Human Rights First President and CEO Elisa Massimino argues in an oped in the New York Daily News that it’s time for action. “Obama doesn’t have to, and shouldn’t, wait for the results of any review to act. His immediate leadership could both end the hunger strike and begin to remove the Guantanamo albatross from around the nation’s neck.”
Guantanamo damages U.S. credibility on human rights every day that it remains open. And operating Guantanamo at a cost $150 million per year, more than thirty times the cost of keeping captives on U.S. soil, is financially irresponsible. Last year’s defense authorization bill gives the President power to transfer detainees out of Guantanamo. He should start the process immediately by:
- Direct the Secretary of Defense, in concurrence with the Secretary of State and in consultation with the Director of National Intelligence, to certify transfers and issue national security waivers to the fullest extent possible consistent with applicable law.
- Redouble efforts to transfer cleared detainees to their home or third countries by fighting and, if necessary, vetoing any legislation that imposes restrictions on the transfer of Guantanamo detainees to their home countries, third countries, or the United States.

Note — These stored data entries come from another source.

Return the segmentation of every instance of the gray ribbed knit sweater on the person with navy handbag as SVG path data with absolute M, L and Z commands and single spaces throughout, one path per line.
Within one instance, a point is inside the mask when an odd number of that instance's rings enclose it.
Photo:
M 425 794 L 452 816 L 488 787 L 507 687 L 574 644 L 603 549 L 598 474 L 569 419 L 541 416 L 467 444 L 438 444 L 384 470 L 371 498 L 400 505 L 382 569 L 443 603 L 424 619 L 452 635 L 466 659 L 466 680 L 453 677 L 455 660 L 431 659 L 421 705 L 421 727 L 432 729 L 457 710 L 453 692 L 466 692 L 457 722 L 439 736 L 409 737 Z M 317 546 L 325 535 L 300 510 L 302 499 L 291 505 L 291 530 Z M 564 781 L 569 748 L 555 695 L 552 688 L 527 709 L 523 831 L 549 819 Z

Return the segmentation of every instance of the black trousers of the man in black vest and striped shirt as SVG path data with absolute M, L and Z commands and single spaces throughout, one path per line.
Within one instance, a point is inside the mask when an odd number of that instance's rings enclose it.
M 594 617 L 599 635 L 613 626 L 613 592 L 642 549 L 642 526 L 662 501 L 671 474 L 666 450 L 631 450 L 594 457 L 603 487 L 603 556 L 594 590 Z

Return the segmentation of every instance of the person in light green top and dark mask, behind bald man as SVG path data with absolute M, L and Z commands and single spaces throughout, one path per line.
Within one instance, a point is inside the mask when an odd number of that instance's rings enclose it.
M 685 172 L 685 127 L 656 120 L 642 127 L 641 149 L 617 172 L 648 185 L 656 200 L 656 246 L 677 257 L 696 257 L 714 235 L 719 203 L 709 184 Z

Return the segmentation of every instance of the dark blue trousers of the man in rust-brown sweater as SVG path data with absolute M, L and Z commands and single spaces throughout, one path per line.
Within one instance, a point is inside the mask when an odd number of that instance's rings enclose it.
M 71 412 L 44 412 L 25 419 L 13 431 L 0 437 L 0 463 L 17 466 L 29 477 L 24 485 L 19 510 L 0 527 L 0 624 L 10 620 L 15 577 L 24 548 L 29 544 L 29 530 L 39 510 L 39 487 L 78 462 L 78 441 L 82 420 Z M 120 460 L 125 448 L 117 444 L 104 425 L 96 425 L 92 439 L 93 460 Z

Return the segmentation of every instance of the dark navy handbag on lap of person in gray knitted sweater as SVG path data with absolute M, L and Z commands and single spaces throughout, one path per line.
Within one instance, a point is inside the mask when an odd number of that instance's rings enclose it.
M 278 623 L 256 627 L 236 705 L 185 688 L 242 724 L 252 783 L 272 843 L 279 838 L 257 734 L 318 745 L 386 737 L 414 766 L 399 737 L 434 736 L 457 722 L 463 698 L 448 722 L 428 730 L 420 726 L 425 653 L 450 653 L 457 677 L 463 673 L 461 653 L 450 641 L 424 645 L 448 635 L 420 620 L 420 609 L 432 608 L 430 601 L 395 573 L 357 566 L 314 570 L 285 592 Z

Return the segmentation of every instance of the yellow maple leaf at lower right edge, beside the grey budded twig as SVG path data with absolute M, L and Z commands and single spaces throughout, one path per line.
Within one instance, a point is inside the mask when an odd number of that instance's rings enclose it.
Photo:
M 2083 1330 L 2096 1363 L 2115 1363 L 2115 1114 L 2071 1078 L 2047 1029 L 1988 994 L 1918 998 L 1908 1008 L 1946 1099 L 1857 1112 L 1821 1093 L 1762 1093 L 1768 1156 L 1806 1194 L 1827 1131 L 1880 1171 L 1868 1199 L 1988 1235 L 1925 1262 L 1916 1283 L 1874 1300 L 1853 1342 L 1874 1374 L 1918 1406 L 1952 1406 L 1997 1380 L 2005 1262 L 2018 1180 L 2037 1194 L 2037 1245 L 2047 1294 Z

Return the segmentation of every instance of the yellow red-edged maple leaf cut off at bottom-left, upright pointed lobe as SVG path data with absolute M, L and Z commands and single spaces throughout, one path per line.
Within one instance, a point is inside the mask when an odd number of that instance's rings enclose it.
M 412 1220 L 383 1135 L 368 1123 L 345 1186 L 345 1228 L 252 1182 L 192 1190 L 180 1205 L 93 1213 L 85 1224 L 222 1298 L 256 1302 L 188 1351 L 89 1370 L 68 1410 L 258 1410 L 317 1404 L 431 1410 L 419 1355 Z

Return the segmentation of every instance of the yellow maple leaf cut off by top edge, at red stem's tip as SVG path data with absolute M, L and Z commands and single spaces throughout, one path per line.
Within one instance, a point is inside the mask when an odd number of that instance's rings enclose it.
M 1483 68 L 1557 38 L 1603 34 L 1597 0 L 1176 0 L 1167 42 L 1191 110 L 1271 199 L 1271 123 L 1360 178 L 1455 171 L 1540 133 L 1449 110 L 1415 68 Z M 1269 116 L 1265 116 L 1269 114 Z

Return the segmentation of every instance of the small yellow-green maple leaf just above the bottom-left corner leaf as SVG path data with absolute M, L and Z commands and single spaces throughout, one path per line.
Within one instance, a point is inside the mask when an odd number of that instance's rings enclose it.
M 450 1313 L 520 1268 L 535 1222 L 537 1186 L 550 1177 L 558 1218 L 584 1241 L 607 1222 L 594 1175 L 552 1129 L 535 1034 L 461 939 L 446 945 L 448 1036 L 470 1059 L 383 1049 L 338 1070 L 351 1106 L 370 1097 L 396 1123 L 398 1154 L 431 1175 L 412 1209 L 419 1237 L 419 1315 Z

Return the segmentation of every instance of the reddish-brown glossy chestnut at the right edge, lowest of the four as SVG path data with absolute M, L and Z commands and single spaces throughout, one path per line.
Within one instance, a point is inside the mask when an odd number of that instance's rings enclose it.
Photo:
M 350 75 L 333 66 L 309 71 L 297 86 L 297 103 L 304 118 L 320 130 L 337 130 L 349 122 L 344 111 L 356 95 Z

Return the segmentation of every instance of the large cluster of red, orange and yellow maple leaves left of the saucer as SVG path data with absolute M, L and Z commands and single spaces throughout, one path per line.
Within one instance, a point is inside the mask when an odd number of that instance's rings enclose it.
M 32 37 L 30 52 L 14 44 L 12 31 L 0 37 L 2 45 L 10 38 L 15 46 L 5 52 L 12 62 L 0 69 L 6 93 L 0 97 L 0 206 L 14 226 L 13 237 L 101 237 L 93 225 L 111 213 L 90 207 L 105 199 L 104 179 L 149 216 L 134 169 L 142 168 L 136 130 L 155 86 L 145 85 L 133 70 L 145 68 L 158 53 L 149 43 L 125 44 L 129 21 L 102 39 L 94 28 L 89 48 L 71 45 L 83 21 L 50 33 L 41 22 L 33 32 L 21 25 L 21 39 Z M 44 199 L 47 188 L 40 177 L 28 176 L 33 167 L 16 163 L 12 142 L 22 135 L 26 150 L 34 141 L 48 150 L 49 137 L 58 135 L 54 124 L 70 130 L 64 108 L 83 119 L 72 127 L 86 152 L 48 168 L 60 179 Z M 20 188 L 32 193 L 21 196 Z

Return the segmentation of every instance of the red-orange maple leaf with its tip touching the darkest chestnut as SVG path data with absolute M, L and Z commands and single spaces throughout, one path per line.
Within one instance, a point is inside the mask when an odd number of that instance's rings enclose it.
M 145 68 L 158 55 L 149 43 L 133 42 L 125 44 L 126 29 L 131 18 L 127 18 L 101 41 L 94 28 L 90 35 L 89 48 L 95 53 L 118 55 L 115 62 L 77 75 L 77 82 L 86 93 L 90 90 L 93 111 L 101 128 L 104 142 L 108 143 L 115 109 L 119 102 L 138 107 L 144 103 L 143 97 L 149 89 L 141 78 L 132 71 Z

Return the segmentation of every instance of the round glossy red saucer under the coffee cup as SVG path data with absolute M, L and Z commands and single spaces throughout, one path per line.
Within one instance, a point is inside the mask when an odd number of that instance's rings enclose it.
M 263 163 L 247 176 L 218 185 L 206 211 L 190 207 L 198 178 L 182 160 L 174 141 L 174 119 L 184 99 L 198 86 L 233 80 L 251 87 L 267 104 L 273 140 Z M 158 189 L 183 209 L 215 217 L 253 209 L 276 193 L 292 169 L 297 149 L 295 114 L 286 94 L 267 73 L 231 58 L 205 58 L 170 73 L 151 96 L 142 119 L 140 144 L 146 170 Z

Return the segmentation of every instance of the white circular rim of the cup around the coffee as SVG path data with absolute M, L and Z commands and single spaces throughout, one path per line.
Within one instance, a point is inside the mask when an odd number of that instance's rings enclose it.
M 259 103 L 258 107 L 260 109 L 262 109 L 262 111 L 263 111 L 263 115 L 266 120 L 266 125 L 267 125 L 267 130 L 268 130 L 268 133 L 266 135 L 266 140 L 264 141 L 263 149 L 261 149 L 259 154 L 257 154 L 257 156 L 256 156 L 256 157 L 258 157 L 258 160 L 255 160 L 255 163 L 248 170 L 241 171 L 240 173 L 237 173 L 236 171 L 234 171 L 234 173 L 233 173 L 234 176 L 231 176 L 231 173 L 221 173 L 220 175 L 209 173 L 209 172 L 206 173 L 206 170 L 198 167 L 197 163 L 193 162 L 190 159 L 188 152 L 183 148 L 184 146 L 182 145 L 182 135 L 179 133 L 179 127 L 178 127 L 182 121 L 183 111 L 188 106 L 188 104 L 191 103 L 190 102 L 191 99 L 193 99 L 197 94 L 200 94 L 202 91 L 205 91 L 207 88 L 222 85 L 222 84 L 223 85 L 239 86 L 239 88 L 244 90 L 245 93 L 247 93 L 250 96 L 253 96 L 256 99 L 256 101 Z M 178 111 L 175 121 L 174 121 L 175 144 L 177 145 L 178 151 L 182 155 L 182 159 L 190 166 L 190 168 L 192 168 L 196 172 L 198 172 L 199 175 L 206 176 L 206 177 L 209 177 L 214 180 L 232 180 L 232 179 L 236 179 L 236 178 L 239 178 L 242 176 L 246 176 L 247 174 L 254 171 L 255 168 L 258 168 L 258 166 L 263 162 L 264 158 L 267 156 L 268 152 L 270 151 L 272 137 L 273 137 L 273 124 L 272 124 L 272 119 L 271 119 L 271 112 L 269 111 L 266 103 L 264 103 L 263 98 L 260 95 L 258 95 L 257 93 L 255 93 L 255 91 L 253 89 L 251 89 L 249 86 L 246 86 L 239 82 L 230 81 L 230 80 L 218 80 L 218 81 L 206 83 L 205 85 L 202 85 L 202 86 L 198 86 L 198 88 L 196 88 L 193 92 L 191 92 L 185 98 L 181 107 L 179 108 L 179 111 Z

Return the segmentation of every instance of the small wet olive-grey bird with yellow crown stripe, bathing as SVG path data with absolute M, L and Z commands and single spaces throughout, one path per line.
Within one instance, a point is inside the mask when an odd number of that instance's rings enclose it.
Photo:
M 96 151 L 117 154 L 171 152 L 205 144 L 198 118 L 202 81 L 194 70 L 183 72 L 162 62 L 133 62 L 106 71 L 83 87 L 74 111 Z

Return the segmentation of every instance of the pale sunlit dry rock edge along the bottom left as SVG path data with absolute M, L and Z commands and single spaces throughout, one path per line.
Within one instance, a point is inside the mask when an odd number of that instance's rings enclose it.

- Reverse the executive branch moratorium on transferring detainees to Yemen. Transfer decisions should be made on an individual basis and only by reference to concrete, reliable, and specific information regarding the threat posed by a detainee. Of the 86 detainees cleared for release, 56 are Yemenis. Obama can work with the Yemeni government, a strong ally in the U.S. fight against al Qaeda affiliates, to provide security assistance that would allow Yemeni detainees to live safely in their own country.
Four years ago, President Obama promised to close Guantanamo. This is a legacy issue. Now that the chorus to close the facility has gained bipartisan steam, it’s time to do it. “History will measure his actions against his words, “ Massimino warns.